This seems to be historic guilt month. Germany just opened a new memorial to Jewish victims of Nazi persecution. Armenians demand Turkey admit Ottoman-era massacres were genocide. Japan is being blasted anew for denying wartime atrocities.
Yet the greatest crime in modern history, and bloodiest genocide, have almost vanished from our collective memory. Last week marked the 70th anniversary of the Great Terror in the Soviet Union in which tens of millions were murdered or imprisoned.
Russia's president, Vladimir Putin, at least commemorated for the first time what he termed "colossal" Soviet crimes by attending a memorial this week for its victims.
It was interesting watching Putin, former head of the FSB security service, denouncing crimes of its direct predecessors, KGB and NKVD. The same Putin who recently called the Soviet Union's collapse a "tragedy." Still, we applaud his long-overdue recognition of Communist-era crimes.

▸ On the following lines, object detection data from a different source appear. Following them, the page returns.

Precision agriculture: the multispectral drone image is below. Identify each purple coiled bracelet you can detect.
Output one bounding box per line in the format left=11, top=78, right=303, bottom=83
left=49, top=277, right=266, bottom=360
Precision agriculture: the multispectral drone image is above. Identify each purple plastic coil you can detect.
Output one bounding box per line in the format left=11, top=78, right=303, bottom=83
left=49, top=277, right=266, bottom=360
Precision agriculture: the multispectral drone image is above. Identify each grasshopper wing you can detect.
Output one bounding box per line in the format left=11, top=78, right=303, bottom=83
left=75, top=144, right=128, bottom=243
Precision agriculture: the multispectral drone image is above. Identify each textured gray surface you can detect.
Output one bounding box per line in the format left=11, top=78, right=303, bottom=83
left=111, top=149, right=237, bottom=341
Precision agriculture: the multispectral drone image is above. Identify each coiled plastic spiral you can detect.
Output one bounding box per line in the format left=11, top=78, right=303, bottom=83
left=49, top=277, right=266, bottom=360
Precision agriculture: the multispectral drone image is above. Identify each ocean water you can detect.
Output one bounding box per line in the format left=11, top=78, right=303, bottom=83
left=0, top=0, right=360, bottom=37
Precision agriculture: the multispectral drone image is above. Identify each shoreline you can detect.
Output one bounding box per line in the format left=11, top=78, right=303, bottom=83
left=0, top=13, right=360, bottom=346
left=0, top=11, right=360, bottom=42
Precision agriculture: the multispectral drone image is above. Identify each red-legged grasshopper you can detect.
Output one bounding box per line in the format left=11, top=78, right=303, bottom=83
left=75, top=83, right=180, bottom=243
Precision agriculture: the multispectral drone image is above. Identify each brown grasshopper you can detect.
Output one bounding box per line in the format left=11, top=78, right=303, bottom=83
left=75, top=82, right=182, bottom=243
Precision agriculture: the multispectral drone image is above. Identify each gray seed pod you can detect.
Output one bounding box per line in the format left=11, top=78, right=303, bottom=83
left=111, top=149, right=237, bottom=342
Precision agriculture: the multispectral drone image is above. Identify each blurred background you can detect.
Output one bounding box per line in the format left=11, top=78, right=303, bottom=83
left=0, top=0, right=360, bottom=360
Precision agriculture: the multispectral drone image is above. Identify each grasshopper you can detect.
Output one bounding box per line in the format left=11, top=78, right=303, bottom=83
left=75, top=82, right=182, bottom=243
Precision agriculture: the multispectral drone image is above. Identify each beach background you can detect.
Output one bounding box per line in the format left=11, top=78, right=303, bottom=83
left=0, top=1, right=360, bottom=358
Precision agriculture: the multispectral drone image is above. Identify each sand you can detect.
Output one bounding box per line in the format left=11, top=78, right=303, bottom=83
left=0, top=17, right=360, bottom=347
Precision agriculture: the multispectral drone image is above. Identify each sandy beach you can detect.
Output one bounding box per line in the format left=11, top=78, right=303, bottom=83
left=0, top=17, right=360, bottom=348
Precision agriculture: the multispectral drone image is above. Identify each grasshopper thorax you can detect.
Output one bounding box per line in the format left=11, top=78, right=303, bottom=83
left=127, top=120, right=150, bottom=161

The Soviet terror began in the 1920s when Lenin ordered the extermination of Cossacks and opponents of the Bolsheviks. Next came Catholics of White Russia, and resisters to communism in the Baltic states and Moldova. Stalin then ordered liquidation of two million small farmers, known as "Kulaks."
In 1932-33, Stalin unleashed genocide against Ukraine's independent-minded farmers.

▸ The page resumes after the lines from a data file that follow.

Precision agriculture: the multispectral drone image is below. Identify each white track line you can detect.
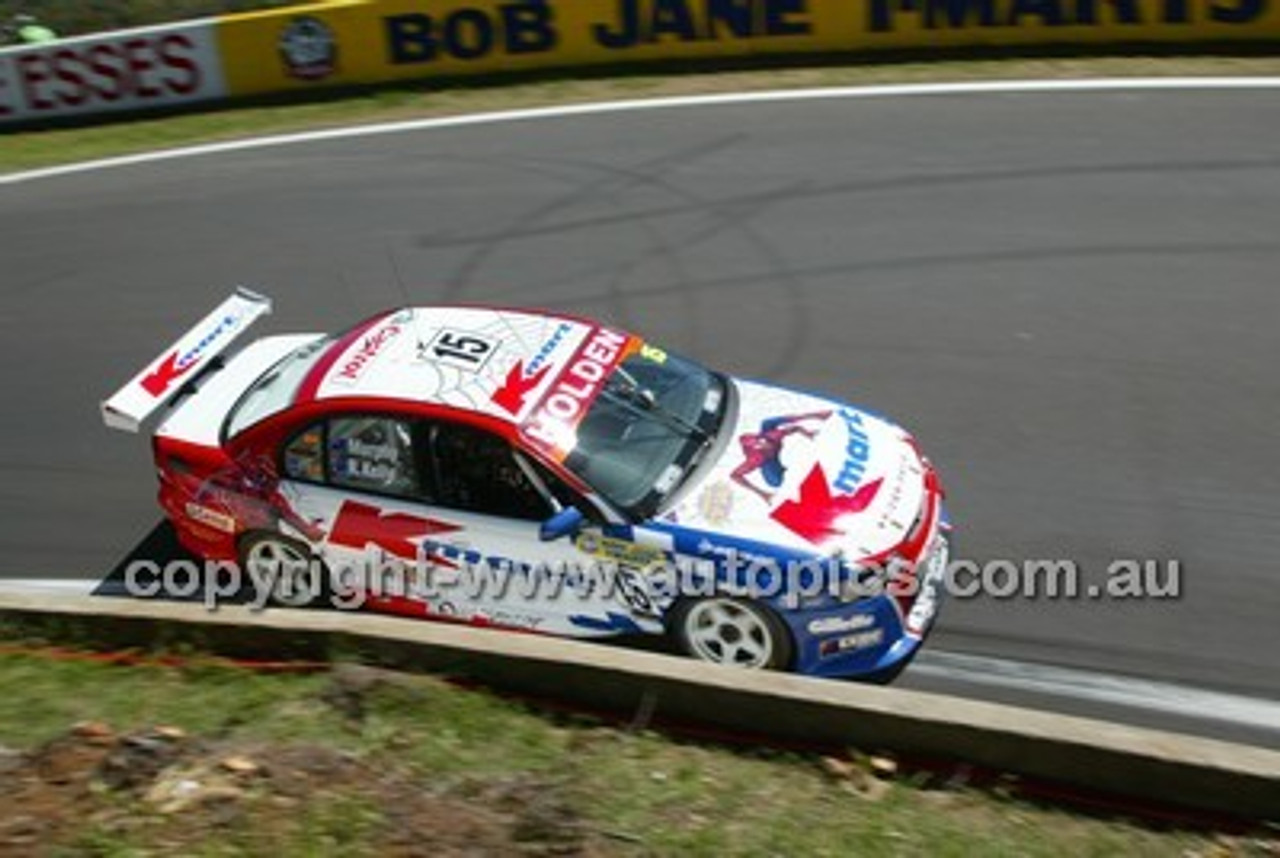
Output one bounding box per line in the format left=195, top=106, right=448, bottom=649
left=0, top=77, right=1280, bottom=184
left=905, top=649, right=1280, bottom=731
left=0, top=77, right=1280, bottom=730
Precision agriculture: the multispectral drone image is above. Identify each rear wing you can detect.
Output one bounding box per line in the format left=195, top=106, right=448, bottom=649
left=102, top=287, right=271, bottom=432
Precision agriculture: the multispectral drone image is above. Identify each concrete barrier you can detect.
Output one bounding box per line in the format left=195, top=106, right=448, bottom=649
left=0, top=593, right=1280, bottom=820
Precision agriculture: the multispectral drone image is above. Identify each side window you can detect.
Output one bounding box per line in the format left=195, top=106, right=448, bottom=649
left=284, top=423, right=324, bottom=483
left=326, top=416, right=421, bottom=498
left=428, top=423, right=552, bottom=520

Six to seven million Ukrainians were shot or purposely starved to death. The man who directed this genocide, Lazar Kaganovich was made Hero of the Soviet Union and died in Moscow in 1991.
ATTENTION GRABBER
When Communist Party bureaucrats delayed Stalin's plans to transform the Soviet Union from a backward rural society into a modern industrial powerhouse, "Koba," as he was called, had NKVD shoot 700,000 party members. Thereafter, his orders were promptly obeyed.
Almost all the party and military hierarchy were executed during the Great Purges of 1937-38, which culminated in the Moscow Show Trials.
From 1934-1941 alone, some seven million victims were sent to the system of concentration camps known as the "gulag," including one million Poles, hundreds of thousands of Lithuanians, Latvians and Estonians, and half the entire Chechen and Ingush people. Volga Germans, Crimean Tatars, Bashkirs, Kalmyks followed. Stalin's gulag did not need gas chambers: Cold, disease and overwork killed 30% of inmates yearly.
To this day, Russian and foreign historians are unsure of the full number of Lenin and Stalin's victims. Estimates range from 20-40 million total deaths from 1922 to 1953.
Stalin committed his worst crimes well before Hitler's major atrocities got under way.
We have forgotten that Germany alone did not spark the Second World War. Germany and the U.S.S.R. jointly invaded Poland in 1939; Stalin then attacked Finland. Two years later, Britain and the U.S.S.R. invaded neutral Iran. History indeed remains the propaganda of the victors.
If we keep hectoring Germany and Japan to admit guilt for events of the 1940s, is it not time the United States, Britain and Canada admit their own culpability in allying themselves to Stalin, a monster who killed over four times the number of Hitler's victims?
After all, Stalin's concentration camps were up and running a decade ahead of Germany's. The murder of millions of Ukrainians and Balts took place before the world's gaze -- six or seven years before the Second World War.
'UNCLE JOE'
The foolish Roosevelt, who hailed Stalin as "Uncle Joe," and the cannier Winston Churchill both knew they were allied to the biggest mass murderer since Genghis Khan.
They used a larger devil to fight a smaller, less dangerous one -- then paid his price by handing over half of Europe to Moscow.
Remember this when today's warmongers wax poetic about the glories of World War II -- and call for WW III.
Western powers should practise what they piously preach to Germany, Japan and, lately, Turkey, by at least apologizing for their sordid deal with Stalin, which was every bit as immoral as if they had made a deal with Hitler, as Stalin long feared they would, to destroy the Soviet Union.